Dans un futur californien quelque peu désenchanté, Thomas se morfond dans un monastère. Désireux de prendre le large, il se lance dans une carrière de pêcheur du ciel, le braconnage des tire-d'aile des espèces de petits hommes oiseaux tenant de la pie voleuse. En dépouillant ces bestioles pendant quelques mois, il espère avoir de quoi se lancer dans le vaste monde. Malheureusement, il se fait prendre dès la première tentative et fuit le monastère à toute jambe. Il risque en effet d'être livrer aux autorités qui le condamneront à avoir les mains coupées. Confronté à un monde hostile et assez démuni, Thomas se montrera assez teigneux ou malin pour survivre avant d'avoir la chance de faire quelques bonnes rencontre.
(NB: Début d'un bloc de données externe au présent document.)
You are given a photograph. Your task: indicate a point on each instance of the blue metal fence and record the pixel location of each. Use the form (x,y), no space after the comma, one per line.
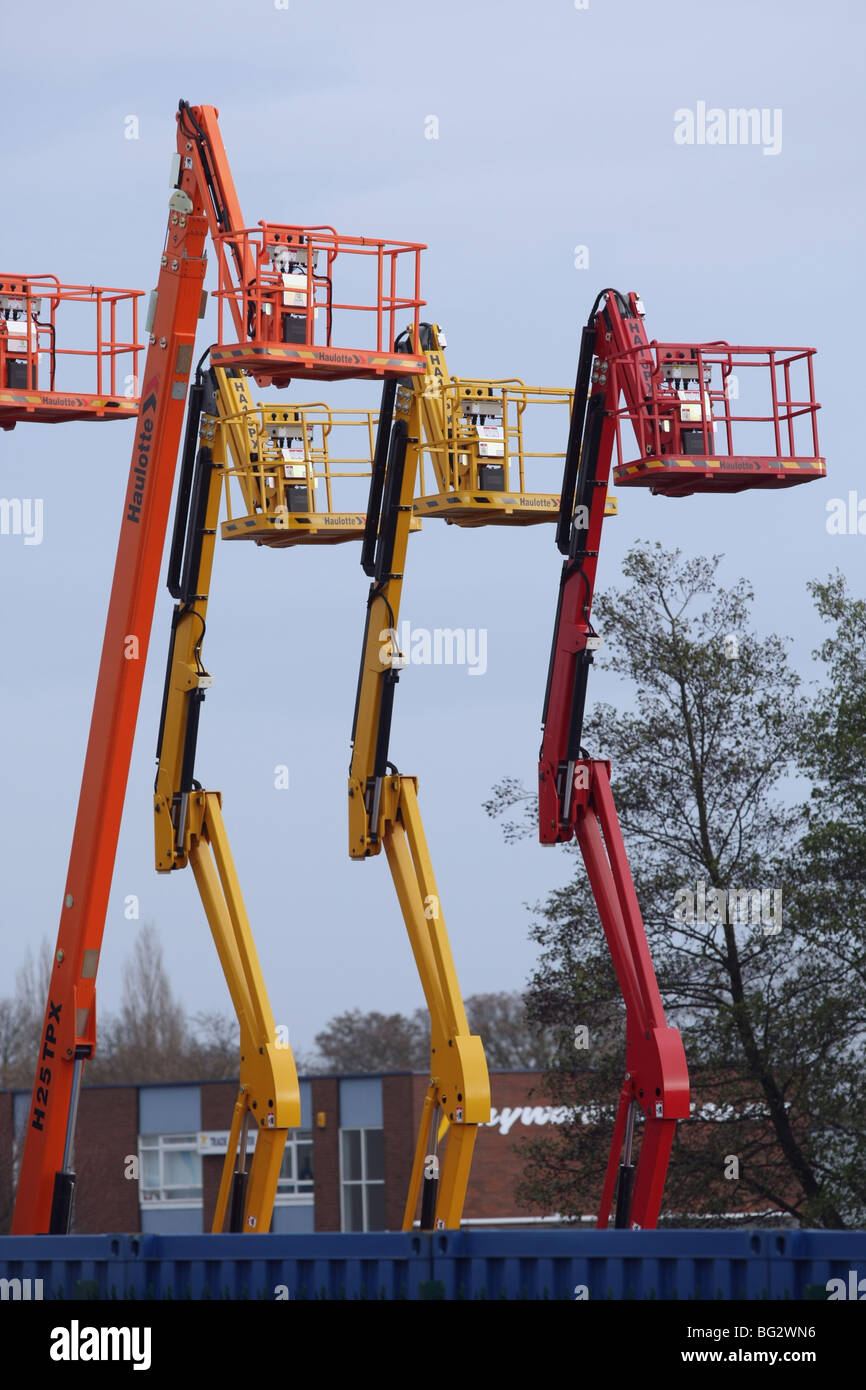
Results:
(452,1265)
Quand, enfin, il émergea, trempé par la rosée, d'un buisson de lauriers, il vit devant lui un bloc de béton recouvert de genévriers. Le soleil en éclairait déjà la haute bordure blanche. Il se souvint avoir lu quelque part que ce n'était que dans la région qu'on l'appelait l'autoroute d'Hollywood. Les audacieux colporteurs qui transportaient dans des charrettes tirées par des ânes entre San Francisco et Sans Diego l'appelaient la Route 5. A en croire certaines légendes, cette vieille route courait du Canada jusqu'au Mexique.
Le roman est mené tambour battant, sans temps mort ou digressions, on ne s'ennuie pas mais le mécanisme des rebondissements constants apparait finalement assez artificiel même si la surenchère finit par s'arrêter à temps. Second roman de Tim Powers, Les pêcheurs du ciel est vraiment une oeuvre de jeunesse qui tranche avec mes lectures précédentes. On ne retrouve pas l'auteur des Puissances de l'invisible ou d'à deux pas du néant. Une lecture courte, rafraichissante et distrayante, dans la ligne des Fleuves noirs Anticipation, mais pas plus.